The Order X Wants Gone
The backstory is mundane by tech scandal standards. Twitter once had a coding error that let user phone numbers—submitted for two-factor authentication—get quietly redirected to ad targeting. The FTC penalized them. The resulting consent order requires independent audits and gives the agency authority to demand compliance documents without filing fresh lawsuits.
Musk bought Twitter, rebranded it X, folded it into his corporate empire, and is now arguing the order no longer applies. The company’s position: we’re a different business, the order is burdensome, and the EU’s GDPR already covers similar ground anyway.
The FTC opened a public comment period with a July 2 deadline. Fifteen advocacy groups—including the EFF, EPIC, and the National Consumers League—responded with a letter that can be summarized as: absolutely not.
What Actually Changed Under Musk
The advocates’ letter doesn’t just defend the old order. It argues that Musk’s changes to X have added reasons for scrutiny, not removed them.

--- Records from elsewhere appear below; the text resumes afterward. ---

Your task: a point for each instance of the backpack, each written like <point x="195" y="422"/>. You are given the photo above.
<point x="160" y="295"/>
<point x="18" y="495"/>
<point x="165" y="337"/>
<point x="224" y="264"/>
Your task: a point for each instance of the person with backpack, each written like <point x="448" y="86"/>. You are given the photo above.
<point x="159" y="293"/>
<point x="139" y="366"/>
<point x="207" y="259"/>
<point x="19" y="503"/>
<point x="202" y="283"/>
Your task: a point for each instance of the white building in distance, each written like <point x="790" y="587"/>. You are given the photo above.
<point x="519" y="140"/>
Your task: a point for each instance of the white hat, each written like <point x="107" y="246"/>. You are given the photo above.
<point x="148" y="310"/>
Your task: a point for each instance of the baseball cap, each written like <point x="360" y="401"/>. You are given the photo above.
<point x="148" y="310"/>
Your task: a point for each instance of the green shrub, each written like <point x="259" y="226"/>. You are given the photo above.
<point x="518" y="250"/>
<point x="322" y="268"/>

The list is uncomfortable reading:
- 2.8 billion records leaked from the platform in a single year
- Grok, X’s chatbot, faced a lawsuit alleging it generated child sexual abuse material and non-consensual intimate images
- The FTC had already found that Musk directed employees toward actions that would have violated the existing order
- X scraped hundreds of millions of posts for AI training without explicit user consent—updating its terms of service and apparently hoping nobody noticed
That last point is where the story gets structurally interesting for anyone watching the AI tools ecosystem.

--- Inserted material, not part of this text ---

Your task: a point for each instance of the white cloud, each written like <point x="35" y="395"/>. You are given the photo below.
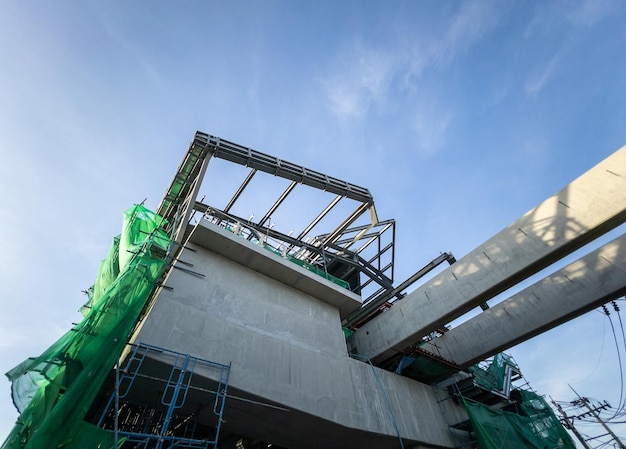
<point x="541" y="76"/>
<point x="364" y="78"/>
<point x="590" y="12"/>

Surveillance Capitalism, Industrialized
Cambridge Analytica—yes, that Cambridge Analytica—published a pointed analysis arguing that X’s Grok model isn’t a new business model. It’s the old one, scaled up and moved in-house.
Their framing: when Facebook’s API enabled behavioral profiling at population scale, it was eventually shut down after public outrage. Musk didn’t invent something new. He just rebuilt the same extraction pipeline natively inside X’s infrastructure, replacing third-party data sales with direct AI deployment.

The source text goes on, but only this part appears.